The private security firm was last year named in a damning West Australian Coroner's report, which found it had contributed to the ''wholly unnecessary and avoidable death'' of a 46-year-old Aboriginal man in its custody in January 2008.
The company's record in Victoria is also marked by a coroner's finding last year that it contributed to the 2005 death of Ian Westcott, who died of an asthma attack in the G4S-run Port Phillip prison. A note found near his body read: ''Asthma attack. Buzzed for help. No response.''
In 2000, a coroner found the company had failed to provide a safe environment at Port Phillip when four men hanged themselves in 1997.
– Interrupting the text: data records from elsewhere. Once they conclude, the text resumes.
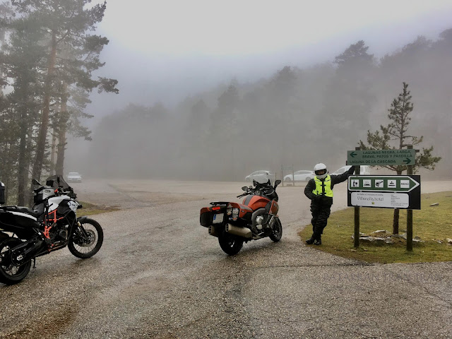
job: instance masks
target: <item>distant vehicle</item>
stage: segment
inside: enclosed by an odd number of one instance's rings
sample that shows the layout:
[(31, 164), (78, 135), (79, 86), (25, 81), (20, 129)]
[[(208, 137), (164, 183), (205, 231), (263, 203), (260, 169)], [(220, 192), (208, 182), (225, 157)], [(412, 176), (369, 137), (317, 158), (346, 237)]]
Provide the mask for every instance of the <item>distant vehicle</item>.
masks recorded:
[[(352, 166), (350, 166), (350, 165), (343, 166), (342, 167), (340, 167), (337, 171), (333, 172), (333, 173), (331, 173), (331, 175), (342, 174), (344, 172), (348, 171), (348, 170)], [(360, 168), (359, 168), (359, 174), (361, 174), (361, 175), (369, 175), (370, 174), (370, 167), (369, 166), (365, 166), (365, 165), (361, 165)]]
[(267, 182), (268, 179), (270, 179), (272, 184), (274, 183), (276, 179), (275, 173), (272, 173), (270, 171), (260, 170), (254, 172), (251, 174), (245, 177), (245, 182), (252, 182), (253, 180), (256, 180), (261, 184)]
[(287, 174), (284, 177), (285, 182), (292, 182), (292, 179), (295, 179), (295, 182), (309, 182), (312, 178), (316, 176), (316, 174), (314, 171), (297, 171), (293, 174), (293, 178), (292, 174)]
[(82, 176), (77, 172), (70, 172), (68, 174), (68, 182), (82, 182)]

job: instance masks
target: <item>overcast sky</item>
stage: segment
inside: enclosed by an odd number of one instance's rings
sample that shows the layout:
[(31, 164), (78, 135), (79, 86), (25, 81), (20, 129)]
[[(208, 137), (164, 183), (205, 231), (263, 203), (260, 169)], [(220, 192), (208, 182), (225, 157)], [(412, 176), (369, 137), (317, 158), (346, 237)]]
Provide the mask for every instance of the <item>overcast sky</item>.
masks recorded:
[(232, 78), (331, 61), (359, 40), (381, 57), (420, 35), (436, 39), (451, 18), (451, 0), (108, 0), (102, 75), (121, 94), (102, 107), (174, 105)]

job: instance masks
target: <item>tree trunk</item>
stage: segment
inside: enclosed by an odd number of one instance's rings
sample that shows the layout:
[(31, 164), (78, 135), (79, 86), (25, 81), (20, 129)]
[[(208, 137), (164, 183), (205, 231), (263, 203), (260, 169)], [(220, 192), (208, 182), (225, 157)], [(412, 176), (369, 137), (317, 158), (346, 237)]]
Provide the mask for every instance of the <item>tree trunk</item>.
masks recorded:
[(400, 210), (396, 208), (394, 210), (394, 218), (393, 220), (393, 234), (398, 234), (398, 217)]
[(18, 169), (17, 204), (23, 206), (25, 204), (26, 191), (28, 187), (28, 169), (30, 163), (27, 161), (27, 131), (28, 131), (28, 81), (23, 79), (22, 105), (20, 107), (19, 160)]
[(50, 151), (50, 175), (55, 174), (55, 153), (56, 148), (56, 130), (54, 127), (52, 132), (52, 150)]
[(42, 164), (44, 163), (44, 154), (45, 152), (46, 139), (49, 129), (49, 115), (50, 112), (50, 98), (52, 97), (52, 82), (56, 59), (56, 35), (55, 32), (52, 34), (52, 45), (50, 56), (49, 58), (49, 68), (45, 79), (44, 89), (44, 102), (42, 103), (42, 112), (41, 114), (41, 126), (37, 136), (37, 144), (36, 150), (36, 159), (33, 166), (32, 176), (34, 179), (40, 181), (42, 172)]
[(58, 145), (56, 150), (56, 165), (55, 170), (56, 174), (64, 174), (64, 151), (66, 150), (66, 131), (67, 129), (69, 114), (68, 113), (68, 85), (63, 83), (61, 91), (61, 105), (58, 119)]

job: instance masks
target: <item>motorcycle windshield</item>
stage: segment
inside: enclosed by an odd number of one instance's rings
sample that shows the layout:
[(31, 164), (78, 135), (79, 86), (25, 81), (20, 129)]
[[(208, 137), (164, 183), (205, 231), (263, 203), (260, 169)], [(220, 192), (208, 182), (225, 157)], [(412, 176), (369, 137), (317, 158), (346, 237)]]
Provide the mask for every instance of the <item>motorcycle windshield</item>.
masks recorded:
[(46, 186), (57, 189), (58, 187), (62, 187), (64, 190), (69, 190), (71, 186), (68, 185), (68, 183), (64, 181), (63, 176), (61, 174), (52, 175), (49, 177), (45, 181)]

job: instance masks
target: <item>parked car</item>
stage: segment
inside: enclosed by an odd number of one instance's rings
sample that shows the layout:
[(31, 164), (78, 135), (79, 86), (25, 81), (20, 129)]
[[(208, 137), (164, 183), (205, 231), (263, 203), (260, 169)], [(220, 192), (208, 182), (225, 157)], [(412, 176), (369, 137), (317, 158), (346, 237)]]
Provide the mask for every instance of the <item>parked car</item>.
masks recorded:
[(256, 180), (258, 182), (266, 182), (268, 179), (272, 184), (275, 182), (276, 179), (276, 175), (275, 173), (272, 173), (270, 171), (260, 170), (256, 171), (249, 175), (245, 177), (245, 182), (251, 182), (253, 180)]
[(295, 182), (309, 182), (316, 176), (314, 171), (301, 170), (297, 171), (293, 174), (293, 178), (292, 174), (287, 174), (284, 177), (285, 182), (292, 182), (295, 179)]
[[(350, 166), (350, 165), (343, 166), (342, 167), (340, 167), (337, 171), (333, 172), (333, 173), (331, 173), (331, 174), (334, 174), (334, 175), (341, 174), (344, 172), (348, 171), (348, 170), (352, 166)], [(361, 175), (369, 175), (370, 174), (370, 167), (369, 166), (366, 166), (366, 165), (361, 165), (360, 168), (359, 168), (359, 174)]]
[(77, 172), (68, 173), (68, 182), (82, 182), (82, 176)]

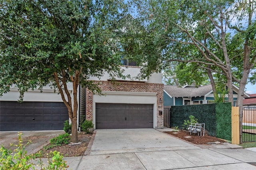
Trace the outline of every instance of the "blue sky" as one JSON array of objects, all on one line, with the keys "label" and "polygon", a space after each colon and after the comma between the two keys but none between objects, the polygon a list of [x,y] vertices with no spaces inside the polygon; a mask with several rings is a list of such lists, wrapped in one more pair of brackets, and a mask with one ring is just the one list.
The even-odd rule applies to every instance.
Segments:
[{"label": "blue sky", "polygon": [[252,85],[250,83],[248,83],[245,86],[245,92],[248,94],[256,94],[256,84]]}]

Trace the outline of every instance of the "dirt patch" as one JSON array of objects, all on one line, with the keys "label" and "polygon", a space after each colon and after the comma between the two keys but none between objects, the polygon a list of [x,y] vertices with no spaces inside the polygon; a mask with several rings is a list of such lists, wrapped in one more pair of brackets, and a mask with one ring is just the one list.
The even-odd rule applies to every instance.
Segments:
[{"label": "dirt patch", "polygon": [[[191,135],[190,135],[189,132],[184,131],[179,131],[177,132],[177,133],[175,133],[174,131],[164,132],[184,141],[186,141],[188,142],[196,145],[208,145],[210,144],[208,144],[207,143],[208,143],[216,141],[220,142],[221,143],[226,142],[226,141],[220,139],[216,137],[210,136],[207,135],[207,134],[205,134],[204,136],[203,136],[202,134],[202,136],[198,136],[197,133],[191,133]],[[190,136],[191,137],[187,138],[184,137],[185,137],[187,136]]]},{"label": "dirt patch", "polygon": [[[50,155],[50,152],[54,150],[60,152],[65,157],[78,156],[84,155],[84,152],[86,150],[87,146],[92,138],[92,134],[84,134],[80,133],[78,135],[78,142],[82,144],[77,145],[63,145],[62,146],[52,148],[49,149],[45,150],[44,149],[41,149],[39,152],[42,152],[42,158],[47,158]],[[46,147],[50,145],[48,144]]]}]

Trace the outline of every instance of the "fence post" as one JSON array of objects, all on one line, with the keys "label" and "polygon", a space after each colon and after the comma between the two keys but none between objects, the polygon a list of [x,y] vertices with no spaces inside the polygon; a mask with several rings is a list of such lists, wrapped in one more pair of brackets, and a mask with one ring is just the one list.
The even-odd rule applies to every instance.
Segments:
[{"label": "fence post", "polygon": [[240,144],[239,141],[239,107],[232,107],[232,144]]}]

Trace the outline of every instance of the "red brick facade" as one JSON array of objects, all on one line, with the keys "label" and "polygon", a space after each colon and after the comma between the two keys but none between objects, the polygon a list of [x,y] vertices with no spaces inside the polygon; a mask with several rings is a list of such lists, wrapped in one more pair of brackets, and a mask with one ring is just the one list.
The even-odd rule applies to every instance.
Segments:
[{"label": "red brick facade", "polygon": [[[164,85],[163,84],[123,81],[117,81],[114,82],[108,81],[95,81],[94,82],[98,84],[98,86],[102,91],[157,93],[157,128],[163,128]],[[93,96],[92,92],[88,89],[86,90],[86,119],[92,120]],[[162,115],[159,115],[159,111],[162,111],[163,113]]]}]

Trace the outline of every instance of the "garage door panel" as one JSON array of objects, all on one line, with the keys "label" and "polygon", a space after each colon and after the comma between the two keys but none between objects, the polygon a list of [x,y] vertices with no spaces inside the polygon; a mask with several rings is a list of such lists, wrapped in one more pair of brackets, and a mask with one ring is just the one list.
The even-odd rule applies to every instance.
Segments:
[{"label": "garage door panel", "polygon": [[96,104],[96,129],[152,128],[153,105]]},{"label": "garage door panel", "polygon": [[63,130],[68,119],[67,109],[61,102],[1,101],[0,107],[1,131]]}]

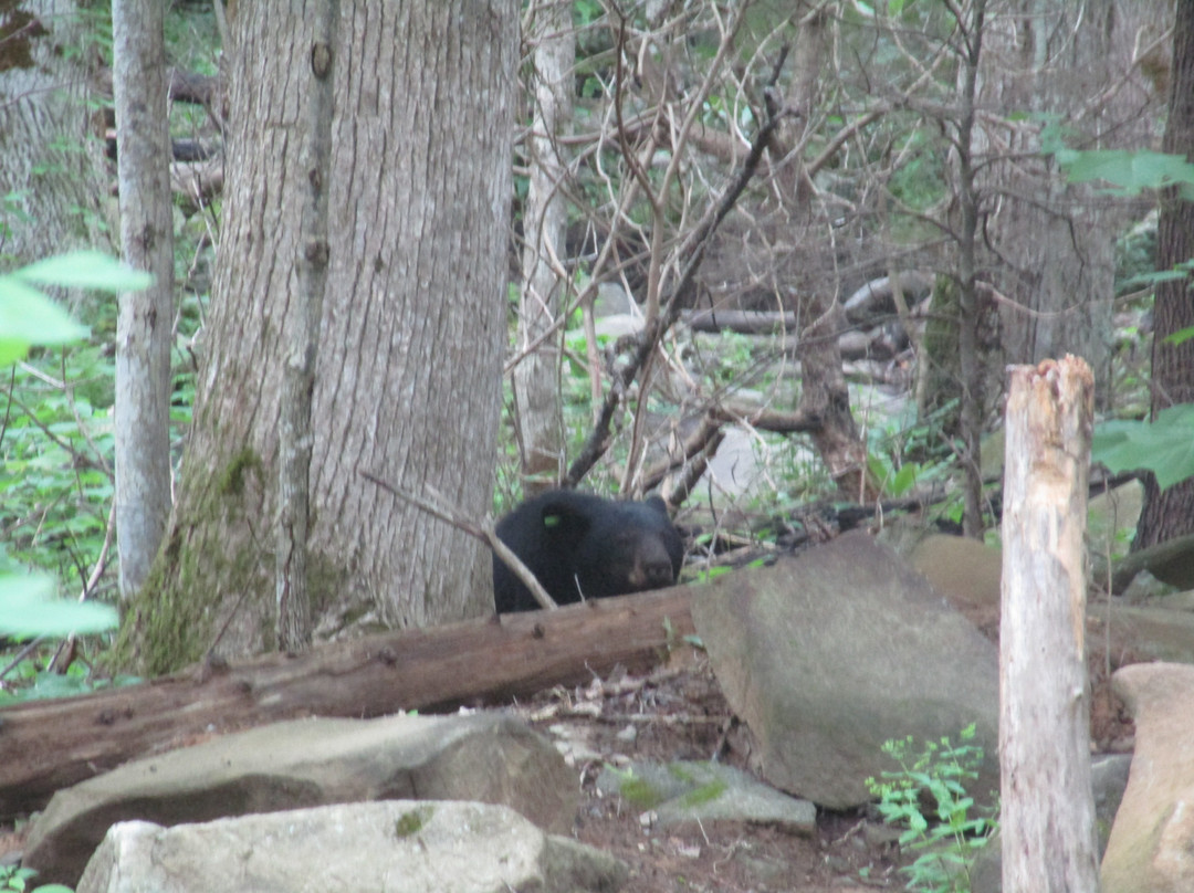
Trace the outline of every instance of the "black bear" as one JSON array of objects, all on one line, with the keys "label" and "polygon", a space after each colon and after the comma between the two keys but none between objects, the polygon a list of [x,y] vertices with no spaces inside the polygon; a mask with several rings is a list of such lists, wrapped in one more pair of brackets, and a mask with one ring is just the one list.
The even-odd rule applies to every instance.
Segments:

A 2006 report by the Victorian Ombudsman and the Office of Police Integrity found inadequacies in the way prisoners were transported, with insufficient attention paid to their conditions, including ''basic amenities for long trips''.
Charandev Singh, a spokesman for the Centre for the Human Rights of Imprisoned People, said the decision to give G4S preferred tenderer status was shocking.
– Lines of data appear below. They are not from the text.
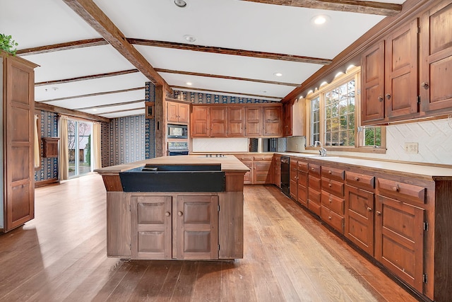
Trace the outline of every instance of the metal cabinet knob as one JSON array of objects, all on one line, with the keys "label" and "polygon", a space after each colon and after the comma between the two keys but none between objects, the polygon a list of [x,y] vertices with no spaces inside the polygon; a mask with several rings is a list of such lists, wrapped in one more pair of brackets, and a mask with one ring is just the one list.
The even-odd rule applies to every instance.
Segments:
[{"label": "metal cabinet knob", "polygon": [[422,82],[421,83],[421,87],[424,88],[424,89],[428,89],[429,87],[429,85],[427,82]]}]

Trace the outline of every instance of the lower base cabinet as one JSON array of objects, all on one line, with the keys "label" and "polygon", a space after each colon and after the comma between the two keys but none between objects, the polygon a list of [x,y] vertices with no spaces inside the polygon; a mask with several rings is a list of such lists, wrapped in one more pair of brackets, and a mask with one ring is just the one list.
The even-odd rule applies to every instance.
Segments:
[{"label": "lower base cabinet", "polygon": [[422,292],[424,210],[380,195],[376,205],[375,258]]},{"label": "lower base cabinet", "polygon": [[131,197],[133,259],[218,259],[218,196]]}]

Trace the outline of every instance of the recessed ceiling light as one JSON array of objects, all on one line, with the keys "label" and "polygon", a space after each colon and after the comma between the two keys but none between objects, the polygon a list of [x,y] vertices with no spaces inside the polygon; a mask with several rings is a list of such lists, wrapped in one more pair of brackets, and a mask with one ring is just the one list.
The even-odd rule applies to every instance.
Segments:
[{"label": "recessed ceiling light", "polygon": [[326,15],[316,16],[312,18],[312,22],[318,25],[324,24],[330,19],[330,17]]},{"label": "recessed ceiling light", "polygon": [[187,42],[189,42],[190,43],[193,43],[196,40],[196,38],[192,36],[191,35],[185,35],[184,36],[184,38],[186,40]]},{"label": "recessed ceiling light", "polygon": [[186,6],[186,2],[185,2],[184,0],[174,0],[174,4],[176,4],[178,7]]}]

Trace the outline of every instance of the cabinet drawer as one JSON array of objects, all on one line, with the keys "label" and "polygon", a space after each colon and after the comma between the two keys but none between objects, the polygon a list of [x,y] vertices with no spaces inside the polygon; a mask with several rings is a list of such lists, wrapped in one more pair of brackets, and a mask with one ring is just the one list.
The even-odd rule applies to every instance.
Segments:
[{"label": "cabinet drawer", "polygon": [[253,160],[254,161],[271,161],[272,156],[253,156]]},{"label": "cabinet drawer", "polygon": [[307,172],[308,171],[308,163],[305,163],[304,161],[298,161],[298,170]]},{"label": "cabinet drawer", "polygon": [[320,176],[320,165],[309,163],[308,164],[308,168],[309,170],[309,174]]},{"label": "cabinet drawer", "polygon": [[361,189],[373,190],[375,188],[375,176],[347,171],[345,180],[348,185]]},{"label": "cabinet drawer", "polygon": [[345,173],[343,170],[322,165],[321,172],[322,176],[324,178],[336,180],[343,180],[345,179]]},{"label": "cabinet drawer", "polygon": [[322,206],[326,207],[336,214],[344,216],[344,199],[339,198],[333,194],[322,191]]},{"label": "cabinet drawer", "polygon": [[379,194],[393,197],[396,200],[414,202],[424,204],[427,188],[408,185],[394,180],[379,178],[377,180]]},{"label": "cabinet drawer", "polygon": [[298,184],[304,187],[308,186],[308,173],[298,171]]},{"label": "cabinet drawer", "polygon": [[343,197],[344,196],[344,184],[341,182],[322,178],[322,190],[328,191],[340,197]]},{"label": "cabinet drawer", "polygon": [[312,190],[311,188],[308,188],[308,199],[309,199],[309,202],[314,202],[320,205],[320,192],[316,191],[315,190]]},{"label": "cabinet drawer", "polygon": [[253,161],[253,156],[237,154],[235,156],[240,161]]},{"label": "cabinet drawer", "polygon": [[320,218],[341,234],[344,233],[344,218],[343,216],[338,215],[327,207],[321,206]]},{"label": "cabinet drawer", "polygon": [[320,178],[317,178],[311,175],[308,175],[309,187],[318,192],[320,192]]}]

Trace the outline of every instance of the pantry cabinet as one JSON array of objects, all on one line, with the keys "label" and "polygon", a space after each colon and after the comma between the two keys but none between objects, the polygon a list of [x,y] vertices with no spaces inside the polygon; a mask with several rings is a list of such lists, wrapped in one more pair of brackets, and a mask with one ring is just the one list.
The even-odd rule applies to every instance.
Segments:
[{"label": "pantry cabinet", "polygon": [[0,50],[3,108],[0,232],[35,217],[35,71],[37,65]]}]

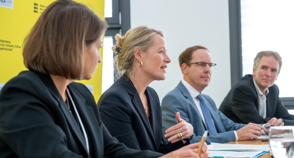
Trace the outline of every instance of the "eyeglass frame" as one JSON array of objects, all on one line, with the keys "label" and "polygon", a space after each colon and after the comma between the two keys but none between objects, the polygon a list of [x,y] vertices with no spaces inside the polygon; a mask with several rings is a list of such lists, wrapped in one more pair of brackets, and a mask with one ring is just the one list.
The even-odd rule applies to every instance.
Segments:
[{"label": "eyeglass frame", "polygon": [[[197,64],[197,66],[201,66],[201,65],[199,65],[198,64],[199,63],[202,63],[205,64],[205,65],[203,67],[203,68],[204,68],[204,67],[206,67],[206,65],[207,64],[208,64],[208,67],[209,67],[210,68],[211,68],[213,66],[215,66],[216,65],[216,64],[215,63],[206,63],[206,62],[190,62],[188,63],[188,64],[189,65],[191,65],[191,64]],[[209,66],[209,64],[211,64],[212,65],[211,66]]]}]

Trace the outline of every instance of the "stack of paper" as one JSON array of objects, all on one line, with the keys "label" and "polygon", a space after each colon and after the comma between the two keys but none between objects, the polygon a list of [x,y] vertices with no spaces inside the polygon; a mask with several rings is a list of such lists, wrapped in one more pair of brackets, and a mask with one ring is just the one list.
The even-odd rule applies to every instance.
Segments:
[{"label": "stack of paper", "polygon": [[270,149],[269,145],[226,144],[211,143],[207,146],[208,157],[254,157],[266,153]]}]

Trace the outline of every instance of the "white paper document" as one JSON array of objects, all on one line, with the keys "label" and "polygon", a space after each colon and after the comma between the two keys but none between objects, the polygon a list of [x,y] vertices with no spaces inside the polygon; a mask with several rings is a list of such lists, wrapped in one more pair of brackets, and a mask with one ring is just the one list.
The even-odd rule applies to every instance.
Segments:
[{"label": "white paper document", "polygon": [[209,151],[208,157],[225,157],[228,158],[235,157],[253,157],[261,153],[262,151],[234,152],[232,151]]},{"label": "white paper document", "polygon": [[212,143],[207,145],[210,151],[250,151],[268,152],[270,149],[269,145],[244,145],[242,144],[215,144]]}]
''The company's lethal record, combined with the circumstances of the horrific death of [the Aboriginal elder], appears to have been totally negated by the Brumby government and Victoria Police in their intention to award a further lucrative contract to this company.''
The Melbourne Custody Centre tender is a sensitive issue for the state government, which was last year criticised by prisoner advocates for renewing G4S's prisoner transport contract despite the WA Coroner's finding.
The two companies shortlisted for the Melbourne Custody Centre - G4S and GEO Group Australia - both have blemished records in the eyes of human rights advocates.
GEO Group Australia is the existing contractor and has been criticised by the Ombudsman several times for using excessive force on prisoners - most recently in August 2008.
GEO, which has run the 30-cell facility for almost 11 years, was recently dropped from the shortlist when the government named G4S as preferred tenderer.
Both firms are subsidiaries of multinational outfits specialising in security systems and correctional and detention facilities.
The contract for management of the custody centre - which serves the court system but also operates as a holding facility for drug and alcohol-affected people - is yet to be signed with G4S, but is believed to be with Corrections Minister Bob Cameron.
A G4s spokesman said he could not comment while the tender was still going. A spokesman for Mr Cameron said he was also unable to comment.